Built in the late 17th century to commemorate the man believed to be responsible for introducing Buddhism to Bhutan, Guru Rinpoche, the Tiger’s Nest is a gravity-defying series of caves and shrines plugged into a mountainside, 10,240 feet above sea level. Legend has it that Rinpoche arrived at the site on the back of a flying tigress from Tibet before spending three years, three months, three weeks, three days and three hours in deep meditation. Buddhist monks still visit the site to contemplate the commitment to their faith while overlooking the valley.
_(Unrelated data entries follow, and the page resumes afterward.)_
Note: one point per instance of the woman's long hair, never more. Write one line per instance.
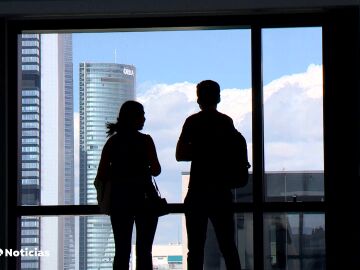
(128, 113)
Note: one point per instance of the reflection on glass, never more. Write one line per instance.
(70, 87)
(294, 241)
(66, 100)
(243, 233)
(295, 186)
(293, 114)
(96, 249)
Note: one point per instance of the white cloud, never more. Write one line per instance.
(293, 123)
(293, 118)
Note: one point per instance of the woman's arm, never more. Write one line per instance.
(155, 168)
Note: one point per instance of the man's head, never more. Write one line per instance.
(208, 93)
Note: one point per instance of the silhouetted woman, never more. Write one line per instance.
(130, 156)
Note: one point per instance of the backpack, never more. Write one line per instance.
(237, 164)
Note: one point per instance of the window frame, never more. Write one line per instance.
(319, 18)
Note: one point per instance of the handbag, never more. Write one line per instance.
(155, 203)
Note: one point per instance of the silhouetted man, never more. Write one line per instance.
(203, 142)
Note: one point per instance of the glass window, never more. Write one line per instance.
(294, 241)
(293, 114)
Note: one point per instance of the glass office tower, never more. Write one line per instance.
(103, 88)
(57, 149)
(30, 144)
(47, 147)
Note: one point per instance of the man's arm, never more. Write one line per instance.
(183, 151)
(184, 147)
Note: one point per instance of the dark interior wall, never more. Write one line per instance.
(341, 139)
(156, 7)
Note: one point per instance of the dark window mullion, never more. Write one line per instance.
(258, 146)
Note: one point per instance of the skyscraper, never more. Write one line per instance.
(57, 148)
(30, 144)
(47, 157)
(103, 88)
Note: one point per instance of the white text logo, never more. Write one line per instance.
(24, 253)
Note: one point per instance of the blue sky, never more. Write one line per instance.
(170, 63)
(179, 56)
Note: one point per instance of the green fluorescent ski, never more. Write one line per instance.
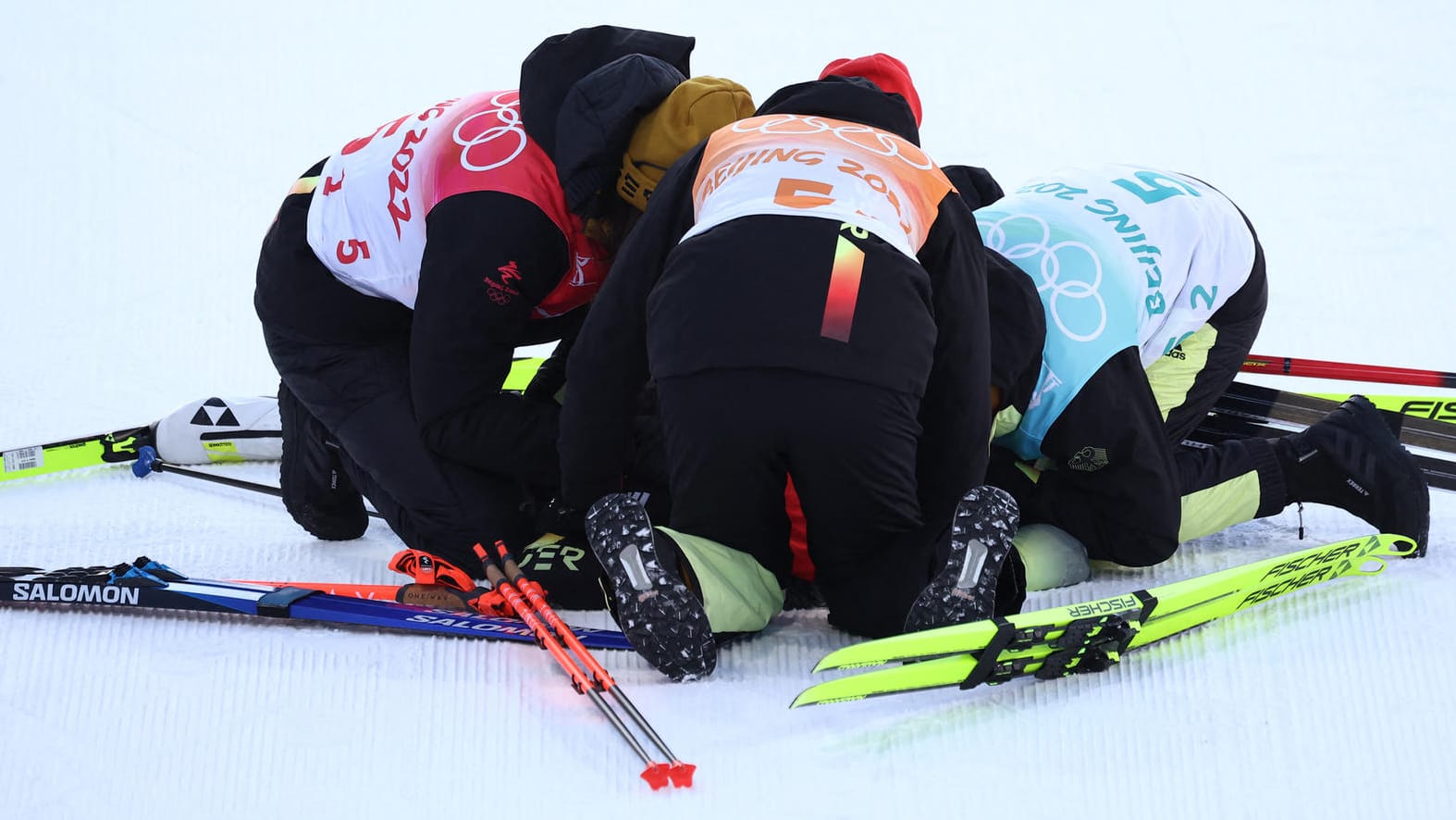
(1435, 408)
(951, 654)
(75, 453)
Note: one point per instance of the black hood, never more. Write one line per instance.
(584, 92)
(852, 99)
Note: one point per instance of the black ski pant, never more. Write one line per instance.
(731, 441)
(345, 358)
(1238, 325)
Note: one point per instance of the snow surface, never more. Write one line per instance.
(147, 149)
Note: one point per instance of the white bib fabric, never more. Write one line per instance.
(367, 216)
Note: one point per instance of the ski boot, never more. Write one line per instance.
(983, 576)
(661, 618)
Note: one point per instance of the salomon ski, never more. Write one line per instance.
(147, 584)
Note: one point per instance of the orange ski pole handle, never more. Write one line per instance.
(676, 771)
(656, 774)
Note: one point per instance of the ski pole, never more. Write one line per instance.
(657, 774)
(1316, 368)
(680, 772)
(149, 462)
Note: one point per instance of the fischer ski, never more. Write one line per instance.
(1091, 635)
(147, 584)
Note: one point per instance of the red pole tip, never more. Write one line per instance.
(682, 774)
(656, 776)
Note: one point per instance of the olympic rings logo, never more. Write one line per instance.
(509, 117)
(872, 140)
(1070, 269)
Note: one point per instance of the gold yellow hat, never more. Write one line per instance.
(695, 109)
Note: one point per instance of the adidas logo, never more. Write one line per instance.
(215, 413)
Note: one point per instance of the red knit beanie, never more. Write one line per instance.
(882, 68)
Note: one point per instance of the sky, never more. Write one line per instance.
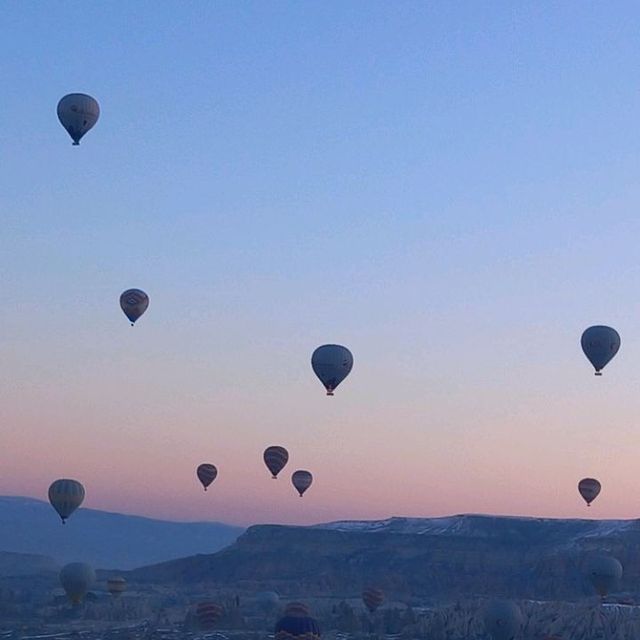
(450, 189)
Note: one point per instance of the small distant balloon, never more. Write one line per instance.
(66, 496)
(589, 488)
(134, 303)
(116, 586)
(297, 623)
(604, 573)
(208, 613)
(332, 363)
(206, 473)
(275, 458)
(76, 579)
(372, 598)
(502, 619)
(301, 480)
(77, 113)
(600, 344)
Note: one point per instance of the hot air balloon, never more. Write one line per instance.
(332, 364)
(65, 497)
(77, 113)
(589, 488)
(604, 573)
(208, 613)
(116, 586)
(297, 623)
(502, 619)
(372, 598)
(206, 473)
(76, 579)
(275, 458)
(134, 303)
(301, 480)
(600, 344)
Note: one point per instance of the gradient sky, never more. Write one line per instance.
(451, 189)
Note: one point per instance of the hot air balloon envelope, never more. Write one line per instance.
(275, 458)
(134, 303)
(206, 473)
(589, 488)
(301, 480)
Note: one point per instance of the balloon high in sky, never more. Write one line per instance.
(134, 303)
(589, 489)
(66, 496)
(600, 344)
(332, 363)
(206, 473)
(448, 191)
(275, 458)
(78, 113)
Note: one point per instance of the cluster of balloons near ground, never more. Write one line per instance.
(78, 113)
(503, 618)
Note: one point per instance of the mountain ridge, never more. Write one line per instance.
(104, 539)
(465, 555)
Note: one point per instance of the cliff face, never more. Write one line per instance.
(432, 558)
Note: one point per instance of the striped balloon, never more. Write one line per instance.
(208, 613)
(275, 458)
(589, 488)
(372, 598)
(134, 303)
(206, 473)
(301, 480)
(65, 497)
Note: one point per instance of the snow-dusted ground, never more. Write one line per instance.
(483, 526)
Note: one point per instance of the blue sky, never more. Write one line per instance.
(450, 189)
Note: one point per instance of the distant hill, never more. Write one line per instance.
(105, 540)
(437, 558)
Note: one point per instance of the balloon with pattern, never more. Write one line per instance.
(134, 302)
(332, 363)
(276, 459)
(589, 489)
(301, 480)
(206, 473)
(600, 344)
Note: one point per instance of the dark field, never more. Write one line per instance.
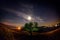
(9, 34)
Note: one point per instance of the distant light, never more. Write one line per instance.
(29, 18)
(19, 28)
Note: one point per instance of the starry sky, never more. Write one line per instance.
(16, 12)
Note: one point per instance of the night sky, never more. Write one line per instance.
(16, 12)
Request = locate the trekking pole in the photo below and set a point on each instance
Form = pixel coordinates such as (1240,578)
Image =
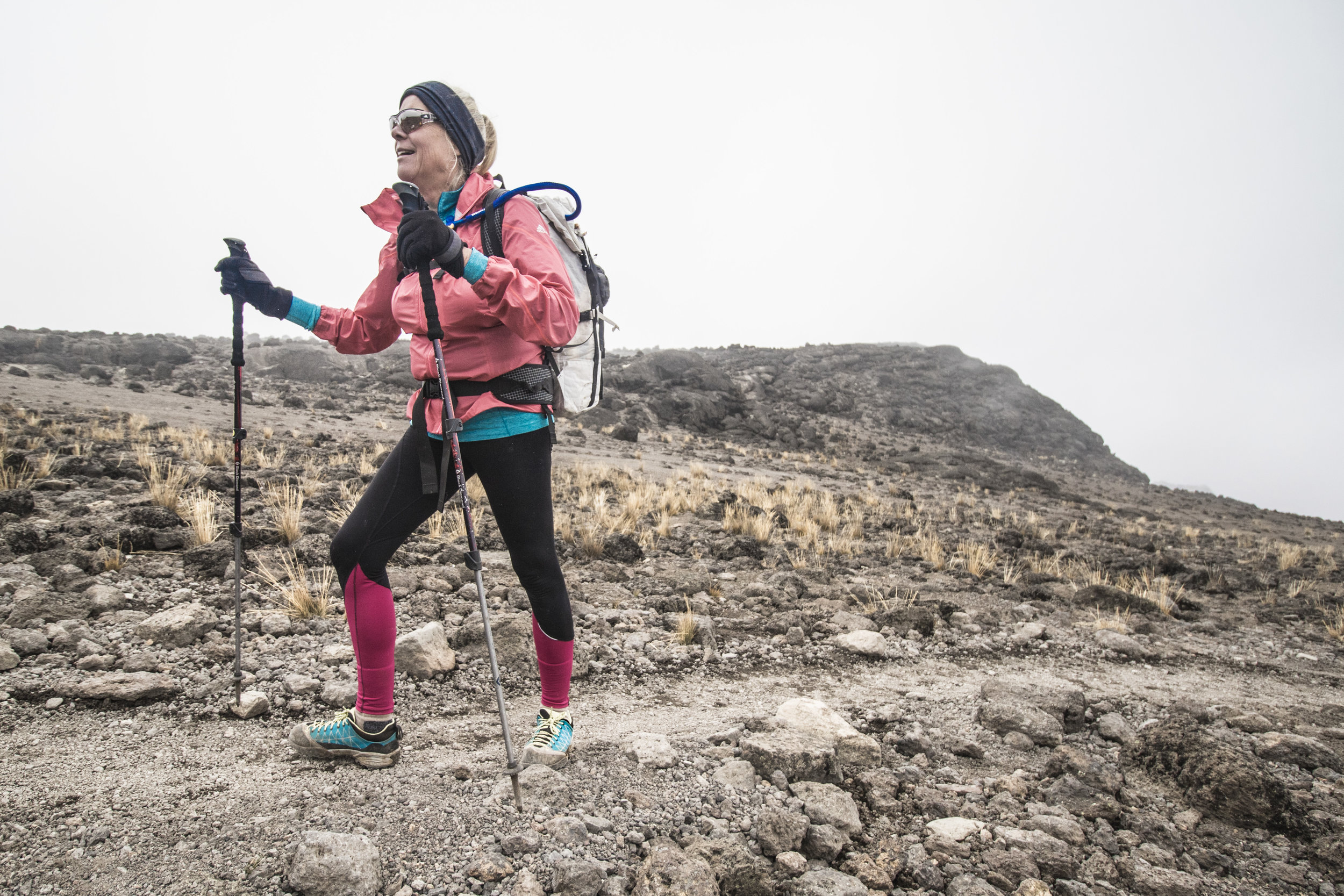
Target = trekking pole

Inside its gilded walls, we received blessings from monks and had holy water splashed into our palms. Huge depictions of current and former Buddhist lamas filled every corner of the temple – and unsurprisingly, hanging there proudly alongside them, was a life-sized photo of the King.

Getting there

There are no direct flights between the UK and Bhutan. Return flights from Delhi to Paro start from £394 with Druk Air (drukair.com.bt).